A Justiça Tributária, no ambiente econômico nacional, pressupõe, de um lado, a elaboração de sistema intrinsecamente justo, que onere cada sujeito compativelmente à sua respectiva capacidade contributiva; e, de outro, a simplificação dos procedimentos e obrigações acessórias, a serem cumpridos pelos contribuintes. A redução da litigiosidade tributária junto ao Poder Judiciário, que se vê às voltas com milhões de ações tributárias e execuções fiscais, relaciona-se com ambas as perspectivas; e impõe o desenvolvimento e utilização de meios não judiciários, também conhecidos como alternativos, de resolução das questões tributárias. Esse caminho foi trilhado pela Lei 13.988/2020, que fixou requisitos e condições para a realização de transações no âmbito da cobrança de créditos tributários e não tributários da União e suas autarquias e fundações.

Inobstante, a relevância dessa possibilidade, o contencioso administrativo continua a ser o principal método não judiciário de resolução de conflitos tributários no Brasil. Impugnações e recursos apresentados pelos contribuintes e julgados por colegiados no âmbito da administração dos entes tributantes, dentre os quais se destaca o Conselho Administrativo de Recursos Fiscais (Carf), responsável pelos julgamentos administrativos na esfera federal.

Várias são as vantagens dos tribunais administrativos: (i) composição formada por julgadores com elevada capacidade técnica na área tributária, garantindo profundidade na análise dos casos; (ii) baixo custo para o contribuinte, tendo em vista a inexistência de exigência de depósitos ou garantias para a realização da defesa; (iii) automática suspensão da exigibilidade dos tributos, por força do art. 151, III, do CTN[1];  (iv) procedimento mais simples e célere que o processo judicial; e (v) o contribuinte ainda possui a via judicial, sem prejuízo de outros meios alternativos, caso a impugnação seja julgada improcedente.

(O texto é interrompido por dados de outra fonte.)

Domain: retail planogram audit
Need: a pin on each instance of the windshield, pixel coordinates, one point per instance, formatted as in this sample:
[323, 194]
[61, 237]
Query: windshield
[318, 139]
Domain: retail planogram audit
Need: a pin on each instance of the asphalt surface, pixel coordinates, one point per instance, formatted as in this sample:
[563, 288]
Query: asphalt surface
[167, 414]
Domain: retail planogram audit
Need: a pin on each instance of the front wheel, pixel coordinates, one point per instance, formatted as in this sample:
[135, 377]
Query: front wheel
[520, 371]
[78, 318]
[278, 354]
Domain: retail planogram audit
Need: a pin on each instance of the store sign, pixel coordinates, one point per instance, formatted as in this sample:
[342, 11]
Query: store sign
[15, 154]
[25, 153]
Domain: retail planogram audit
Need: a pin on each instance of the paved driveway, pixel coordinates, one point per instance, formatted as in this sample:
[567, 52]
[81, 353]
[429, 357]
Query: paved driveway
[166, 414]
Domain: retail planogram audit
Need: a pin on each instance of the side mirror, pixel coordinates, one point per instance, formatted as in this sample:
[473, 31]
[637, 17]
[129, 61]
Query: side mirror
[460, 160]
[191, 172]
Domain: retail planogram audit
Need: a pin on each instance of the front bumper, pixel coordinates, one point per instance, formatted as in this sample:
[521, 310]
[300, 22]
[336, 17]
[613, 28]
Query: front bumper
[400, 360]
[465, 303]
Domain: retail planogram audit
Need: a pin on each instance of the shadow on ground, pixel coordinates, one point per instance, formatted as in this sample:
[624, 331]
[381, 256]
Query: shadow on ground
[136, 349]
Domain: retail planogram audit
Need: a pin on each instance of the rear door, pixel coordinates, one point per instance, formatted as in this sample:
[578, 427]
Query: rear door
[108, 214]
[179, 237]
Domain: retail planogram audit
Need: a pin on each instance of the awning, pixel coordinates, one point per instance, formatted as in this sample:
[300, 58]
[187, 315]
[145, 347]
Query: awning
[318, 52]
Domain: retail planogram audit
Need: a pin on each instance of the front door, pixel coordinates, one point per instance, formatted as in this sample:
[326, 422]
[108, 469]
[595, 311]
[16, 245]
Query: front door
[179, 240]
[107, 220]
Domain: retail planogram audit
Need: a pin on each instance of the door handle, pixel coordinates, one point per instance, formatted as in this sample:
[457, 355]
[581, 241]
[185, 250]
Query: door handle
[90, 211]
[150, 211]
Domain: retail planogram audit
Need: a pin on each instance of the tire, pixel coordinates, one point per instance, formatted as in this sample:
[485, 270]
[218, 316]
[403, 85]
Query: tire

O contencioso administrativo vem sofrendo modificações relevantes, com o intuito de aperfeiçoá-lo, dentre as quais: (i) a implementação de uma nova sistemática de resolver os empates, por meio do art. 19-E, recém inserido na Lei 10.522/2020; e (ii) a nova sistemática de julgamentos virtuais.

Os julgamentos no Carf são regidos pelas regras estabelecidas no Decreto 70.235/1972, ato normativo com natureza jurídica de lei ordinária. Seus colegiados são compostos paritariamente. Dos oito julgadores, metade representa os contribuintes; e metade a Fazenda Nacional. Até o advento da Lei 10.522/2020, a presidência cabia a representante da Fazenda, que em caso de empate resolveria o litígio com voto de qualidade, nos termos do art. 25, § 9º, do citado decreto: “Os cargos de Presidente das Turmas da Câmara Superior de Recursos Fiscais, das câmaras, das suas turmas e das turmas especiais serão ocupados por conselheiros representantes da Fazenda Nacional, que, em caso de empate, terão o  voto de qualidade, e os cargos de Vice-Presidente, por representantes dos contribuintes.” (não há grifo no original)

O novel artigo 19-E da Lei 10.522/2020, mudou tal sistemática, ao estabelecer, verbis:

Art. 19-E. Em caso de empate no julgamento do processo administrativo de determinação e exigência do crédito tributário, não se aplica o voto de qualidade a que se refere o § 9º do art. 25 do Decreto nº 70.235, de 6 de março de 1972, resolvendo-se favoravelmente ao contribuinte. (não há grifo no original)

Conforme a regra revogada, o presidente da turma possuía competência para, consoante sua convicção, decidir sobre empates, quer favorável, quer desfavoravelmente ao contribuinte [2]. Após a alteração legislativa, passou a viger a regra que, em caso de empate, deve prevalecer o entendimento pró-contribuinte.

A mudança legislativa suscitou controvérsias, tendo sido, inclusive, contestada sua constitucionalidade formal e material. Em razão de as ADI 6.399 (PGR), ADI 6.403 (PSD) e ADI 6.415 (Anfip) terem seguido o rito sumário (art. 12 da Lei 9.868/1999)[3], sem medida liminar suspensiva de seus efeitos, seu dispositivo foi aplicado pelo Carf, em julgamentos recentes.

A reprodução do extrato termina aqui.